Plus de 1.900 victimes se sont déjà jointes à cette procédure afin d'aboutir au procès de 14 personnes, a indiqué Antoine Vey, l'avocat de l'Association des victimes de l'amiante (AVA), qui espère une audience à "l'horizon 2023". La citation vise les infractions suivantes : "homicides et blessures involontaires", "non-assistance à personne en péril", "complicité d'administration de substance nuisible", "complicité de tromperie aggravée" et "association de malfaiteurs".
"Nous avons à coeur de dénoncer (...) un fonctionnement qui a existé entre 1982 et 1995 et qui (...) a permis à des industriels de l'amiante, appuyés en cela par des lobbyistes rémunérés pour le faire, d'anesthésier les pouvoirs publics", a expliqué Me Vey. Ces industriels ont diffusé "des informations délibérément falsifiées (...) afin de conduire les pouvoirs publics à ne prendre aucune décision visant à protéger la population" et faire en sorte "qu'aucune décision ne soit prise ni dans le cadre national ni dans le cadre international (...) en vue d'interdire l'amiante", a-t-il ajouté.

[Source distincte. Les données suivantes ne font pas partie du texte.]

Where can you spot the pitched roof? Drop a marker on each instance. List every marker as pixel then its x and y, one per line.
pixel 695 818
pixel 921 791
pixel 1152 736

L'avocat a déploré que depuis les premières plaintes déposées en 1996, les informations judiciaires ouvertes dans la foulée aient été "saucissonnées". "Ça a conduit à environ une trentaine de procédures conduites parallèlement et avec une efficacité inégalée dans le processus judiciaire", a déploré Me Vey.
Depuis environ deux ans, la plupart des dossiers de l'amiante instruits à Paris se sont conclus par des non-lieux." A peu près rien de très concret n'a été fait dans ce dossier au niveau de la responsabilité des membres du comité officieux qui s'appelait le comité permanent amiante" (CPA, dissous dans les années 1990), a observé l'avocat.

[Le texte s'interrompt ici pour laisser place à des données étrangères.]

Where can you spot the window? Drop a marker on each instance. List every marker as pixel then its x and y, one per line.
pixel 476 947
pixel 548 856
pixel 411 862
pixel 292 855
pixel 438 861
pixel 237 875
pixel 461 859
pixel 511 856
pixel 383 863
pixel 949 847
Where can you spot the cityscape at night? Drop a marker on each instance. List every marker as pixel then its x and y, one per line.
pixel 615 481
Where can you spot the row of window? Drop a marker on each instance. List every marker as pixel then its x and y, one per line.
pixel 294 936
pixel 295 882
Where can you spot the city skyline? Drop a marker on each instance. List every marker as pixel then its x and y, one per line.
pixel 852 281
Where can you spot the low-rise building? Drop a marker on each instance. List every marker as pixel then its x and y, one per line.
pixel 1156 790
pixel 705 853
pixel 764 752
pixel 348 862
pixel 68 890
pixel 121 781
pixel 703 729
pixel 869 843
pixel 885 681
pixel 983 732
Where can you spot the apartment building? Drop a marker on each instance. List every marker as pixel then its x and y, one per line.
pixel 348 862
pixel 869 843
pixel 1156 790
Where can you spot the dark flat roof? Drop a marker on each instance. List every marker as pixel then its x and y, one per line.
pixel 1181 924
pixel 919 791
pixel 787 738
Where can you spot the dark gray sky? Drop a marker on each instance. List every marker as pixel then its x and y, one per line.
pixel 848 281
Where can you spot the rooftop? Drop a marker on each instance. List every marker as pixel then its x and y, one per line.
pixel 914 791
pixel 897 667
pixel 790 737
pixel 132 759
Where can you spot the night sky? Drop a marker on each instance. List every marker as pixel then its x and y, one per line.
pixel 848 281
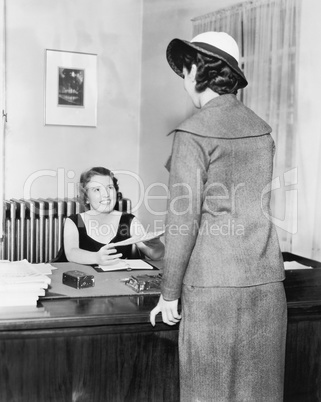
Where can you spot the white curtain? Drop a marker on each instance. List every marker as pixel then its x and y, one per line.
pixel 267 32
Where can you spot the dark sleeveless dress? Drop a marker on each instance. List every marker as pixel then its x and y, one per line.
pixel 88 243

Ce comité, "occulte" et "subventionné par les industriels de l'amiante", selon Me Vey, est au coeur de la procédure entamée, qui vise à citer devant le tribunal 14 personnes membres ou ayant agi avec le comité.
Me Vey a refusé de dévoiler l'identité des personnes visées. Mais parmi elles figurent des personnes mises en examen en 2011 et 2012 dans deux dossiers emblématiques du scandale sanitaire, ceux du campus parisien de Jussieu et des chantiers navals Normed de Dunkerque, et dont les poursuites avaient été définitivement annulées par la Cour de cassation en 2018.

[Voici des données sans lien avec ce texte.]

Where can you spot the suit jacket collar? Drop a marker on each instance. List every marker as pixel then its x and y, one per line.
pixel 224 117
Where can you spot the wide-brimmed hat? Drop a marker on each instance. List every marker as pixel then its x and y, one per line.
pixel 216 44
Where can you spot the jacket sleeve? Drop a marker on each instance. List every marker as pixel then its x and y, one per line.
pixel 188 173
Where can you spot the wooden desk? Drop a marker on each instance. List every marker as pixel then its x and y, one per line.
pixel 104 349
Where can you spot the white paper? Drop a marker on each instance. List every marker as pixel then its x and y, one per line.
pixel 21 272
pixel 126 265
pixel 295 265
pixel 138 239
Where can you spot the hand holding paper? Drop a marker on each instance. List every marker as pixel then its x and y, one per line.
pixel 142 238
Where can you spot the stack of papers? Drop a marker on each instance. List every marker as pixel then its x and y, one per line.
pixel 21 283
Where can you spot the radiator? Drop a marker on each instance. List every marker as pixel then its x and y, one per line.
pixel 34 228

Au total, "plus de 35.000 personnes" sont décédées de l'amiante entre 1965 et 1995, a indiqué Me Vey, ajoutant que d'ici 2025 cette substance conduirait à près de 60.000 décès. En marge du dépôt de la citation directe, plusieurs dizaines de victimes ou proches de victimes se sont rassemblées non loin du tribunal judiciaire de Paris avec des pancartes affichant le visage de leurs proches disparus ou une banderole: "Nos empoisonneurs doivent être jugés sans délai".